When I grew up, the syndrome did not exist. I got diagnosed with Ocular Motor Apraxia, ADHD and PDD-NOS. I also got diagnosed with irritable bowel syndrome. Now that I have the PBS diagnosis, it is like puzzle pieces falling in place.
My diagnosis of OMA came when I was 2 years old. I did not see well and could not track objects with my eyes or walk very well. I had balance and motoric issues. School and learning wasn’t really a problem, I was a smart girl and was good at math and reading. Until I had to read lots more.
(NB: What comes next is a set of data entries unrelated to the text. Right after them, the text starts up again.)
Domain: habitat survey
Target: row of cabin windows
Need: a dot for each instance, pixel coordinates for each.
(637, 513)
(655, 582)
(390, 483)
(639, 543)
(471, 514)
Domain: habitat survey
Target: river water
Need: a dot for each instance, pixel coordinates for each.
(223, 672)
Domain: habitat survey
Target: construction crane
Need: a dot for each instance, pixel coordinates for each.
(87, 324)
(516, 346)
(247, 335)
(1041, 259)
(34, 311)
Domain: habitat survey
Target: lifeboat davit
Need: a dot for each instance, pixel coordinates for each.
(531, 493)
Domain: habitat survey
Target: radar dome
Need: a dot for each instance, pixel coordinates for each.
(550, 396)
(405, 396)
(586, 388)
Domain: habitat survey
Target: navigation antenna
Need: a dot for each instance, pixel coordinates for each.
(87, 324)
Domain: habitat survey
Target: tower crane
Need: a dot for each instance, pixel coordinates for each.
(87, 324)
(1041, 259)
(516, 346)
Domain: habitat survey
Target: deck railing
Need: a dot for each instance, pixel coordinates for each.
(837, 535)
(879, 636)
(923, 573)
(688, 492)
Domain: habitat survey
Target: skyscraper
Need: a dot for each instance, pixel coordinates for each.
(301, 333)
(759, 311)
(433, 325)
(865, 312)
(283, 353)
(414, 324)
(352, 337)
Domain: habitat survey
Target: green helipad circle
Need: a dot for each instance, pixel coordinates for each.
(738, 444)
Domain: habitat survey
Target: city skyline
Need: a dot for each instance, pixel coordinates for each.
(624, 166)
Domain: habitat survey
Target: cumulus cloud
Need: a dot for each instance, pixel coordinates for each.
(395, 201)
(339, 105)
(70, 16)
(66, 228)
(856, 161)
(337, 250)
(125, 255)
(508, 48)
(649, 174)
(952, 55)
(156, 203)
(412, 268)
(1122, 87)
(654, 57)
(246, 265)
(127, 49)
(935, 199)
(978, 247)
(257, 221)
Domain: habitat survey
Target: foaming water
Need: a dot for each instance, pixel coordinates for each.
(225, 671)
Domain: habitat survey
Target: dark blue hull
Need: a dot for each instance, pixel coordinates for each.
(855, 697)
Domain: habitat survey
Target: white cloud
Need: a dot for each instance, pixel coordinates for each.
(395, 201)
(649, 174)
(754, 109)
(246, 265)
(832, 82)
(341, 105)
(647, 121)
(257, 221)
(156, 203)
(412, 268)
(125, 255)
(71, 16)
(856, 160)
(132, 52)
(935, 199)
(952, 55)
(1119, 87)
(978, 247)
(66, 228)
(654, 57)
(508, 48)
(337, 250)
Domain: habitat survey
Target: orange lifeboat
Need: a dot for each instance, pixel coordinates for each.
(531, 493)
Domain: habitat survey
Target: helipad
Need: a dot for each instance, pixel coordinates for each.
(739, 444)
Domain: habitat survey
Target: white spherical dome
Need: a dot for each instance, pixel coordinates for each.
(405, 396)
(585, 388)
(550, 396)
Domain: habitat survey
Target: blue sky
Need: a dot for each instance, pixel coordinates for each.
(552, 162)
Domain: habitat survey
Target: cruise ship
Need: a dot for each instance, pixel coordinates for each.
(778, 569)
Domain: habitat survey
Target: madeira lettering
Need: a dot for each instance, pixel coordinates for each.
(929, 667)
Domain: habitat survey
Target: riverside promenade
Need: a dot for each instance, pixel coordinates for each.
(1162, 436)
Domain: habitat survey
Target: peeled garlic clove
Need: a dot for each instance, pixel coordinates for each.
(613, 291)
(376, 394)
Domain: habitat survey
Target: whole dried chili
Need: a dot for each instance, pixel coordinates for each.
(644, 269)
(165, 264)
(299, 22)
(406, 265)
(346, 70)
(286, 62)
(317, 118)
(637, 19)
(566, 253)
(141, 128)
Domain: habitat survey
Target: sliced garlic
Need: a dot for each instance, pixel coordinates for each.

When I was 15 I started to have learning problems. I did graduate Higher General Secondary Education. My exam year was split in half because I couldn’t take all the classes in one year anymore. I got too tired from reading so much.
I got diagnosed with ADHD and later on with PDD-NOS when I was 11 and 13. I was really socially awkward and did not understand social rules properly. I didn’t really understand emotions of other people, because I have trouble showing them on my own. With medication, things got better and I did not need to take them anymore when I was 18.
When I was 17 I e-mailed the University of Washington because I wanted to participate in a research they did on OMA. They wanted to know if it was hereditary. I sent them my MRI and they told me they suspected PBS. It was a shock for me, because it explained everything. I am very grateful to have a diagnosis and not have all these loose diagnoses to worry about.
More information about me – I made this website to help other people understand what PBS is and how it affects a person. I am a massive soccer fan and really love listening to music.